Is there generally a noticeable performance hit when calling PInvoke on Win32 / COM methods?

Brian Scott picture Brian Scott · Apr 8, 2011 · Viewed 7k times · Source

I'm wondering whether anyone has a decent explanation or overview on the negative aspects of using DLLImport / PInvoke on Win32 methods from managed .Net code?

I plan to make use of various Win32 methods and would like to have a greater understanding on the negative implications of doing so.

Thanks,

Brian.

Answer

Lee Berger picture Lee Berger · Apr 8, 2011

According to MSDN - Calling Native Functions from Managed Code

PInvoke has an overhead of between 10 and 30 x86 instructions per call. In addition to this fixed cost, marshaling creates additional overhead. There is no marshaling cost between blittable types that have the same representation in managed and unmanaged code. For example, there is no cost to translate between int and Int32.

In my experience, there definitely is an overhead when P/Invoking native functions, but usually the performance hit isn't worth worrying about. The marshaling cost is something to keep in mind. If you are passing in large structures, strings, etc. then the performance costs will quickly show.

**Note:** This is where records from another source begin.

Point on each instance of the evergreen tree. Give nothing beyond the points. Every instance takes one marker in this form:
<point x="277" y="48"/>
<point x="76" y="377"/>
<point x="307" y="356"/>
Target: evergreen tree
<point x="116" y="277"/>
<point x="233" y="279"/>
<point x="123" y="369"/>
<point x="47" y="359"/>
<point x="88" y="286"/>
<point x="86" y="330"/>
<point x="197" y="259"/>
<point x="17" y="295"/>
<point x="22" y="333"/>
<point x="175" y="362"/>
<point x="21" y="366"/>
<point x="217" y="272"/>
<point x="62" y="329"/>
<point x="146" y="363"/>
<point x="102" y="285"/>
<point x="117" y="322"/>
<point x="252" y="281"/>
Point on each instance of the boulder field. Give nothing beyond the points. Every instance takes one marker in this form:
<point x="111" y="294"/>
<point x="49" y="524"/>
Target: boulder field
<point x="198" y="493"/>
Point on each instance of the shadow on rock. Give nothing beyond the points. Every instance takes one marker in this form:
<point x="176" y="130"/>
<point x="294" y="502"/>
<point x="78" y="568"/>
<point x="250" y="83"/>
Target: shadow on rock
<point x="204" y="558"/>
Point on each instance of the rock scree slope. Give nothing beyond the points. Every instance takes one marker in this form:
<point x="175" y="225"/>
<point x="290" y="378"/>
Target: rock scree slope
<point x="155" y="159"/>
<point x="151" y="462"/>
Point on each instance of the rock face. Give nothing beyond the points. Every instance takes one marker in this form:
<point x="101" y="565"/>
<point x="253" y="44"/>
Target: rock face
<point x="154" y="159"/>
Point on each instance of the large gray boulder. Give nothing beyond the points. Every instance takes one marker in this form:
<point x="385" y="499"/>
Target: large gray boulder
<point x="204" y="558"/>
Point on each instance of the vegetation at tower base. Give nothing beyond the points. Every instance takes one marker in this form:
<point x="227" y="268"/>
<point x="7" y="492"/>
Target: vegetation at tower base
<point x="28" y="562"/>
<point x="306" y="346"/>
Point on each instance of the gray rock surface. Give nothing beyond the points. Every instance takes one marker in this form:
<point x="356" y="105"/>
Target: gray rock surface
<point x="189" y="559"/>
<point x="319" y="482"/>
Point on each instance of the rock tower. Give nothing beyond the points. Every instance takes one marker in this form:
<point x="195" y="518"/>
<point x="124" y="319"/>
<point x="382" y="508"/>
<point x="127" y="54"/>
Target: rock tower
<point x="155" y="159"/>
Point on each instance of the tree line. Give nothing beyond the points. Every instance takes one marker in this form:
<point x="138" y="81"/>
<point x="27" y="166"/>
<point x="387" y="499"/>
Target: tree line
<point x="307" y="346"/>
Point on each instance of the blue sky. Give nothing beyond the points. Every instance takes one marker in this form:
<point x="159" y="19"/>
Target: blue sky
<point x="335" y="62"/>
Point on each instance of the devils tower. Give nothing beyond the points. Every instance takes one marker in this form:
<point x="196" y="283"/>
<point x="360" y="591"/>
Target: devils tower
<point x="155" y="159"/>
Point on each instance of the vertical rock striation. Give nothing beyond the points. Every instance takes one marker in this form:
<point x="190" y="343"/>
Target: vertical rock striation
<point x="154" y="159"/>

For P/Invoked functions that are called very frequently, you may want to consider adding [SuppressUnmanagedCodeSecurity] to your P/Invoke function definitions (see MSDN - SuppressUnmanagedCodeSecurityAttribute). This stops the runtime from doing a stack walk to ensure the caller has UnmanagedCode permission. Of course, make sure you understand the security ramifications before adding this attribute.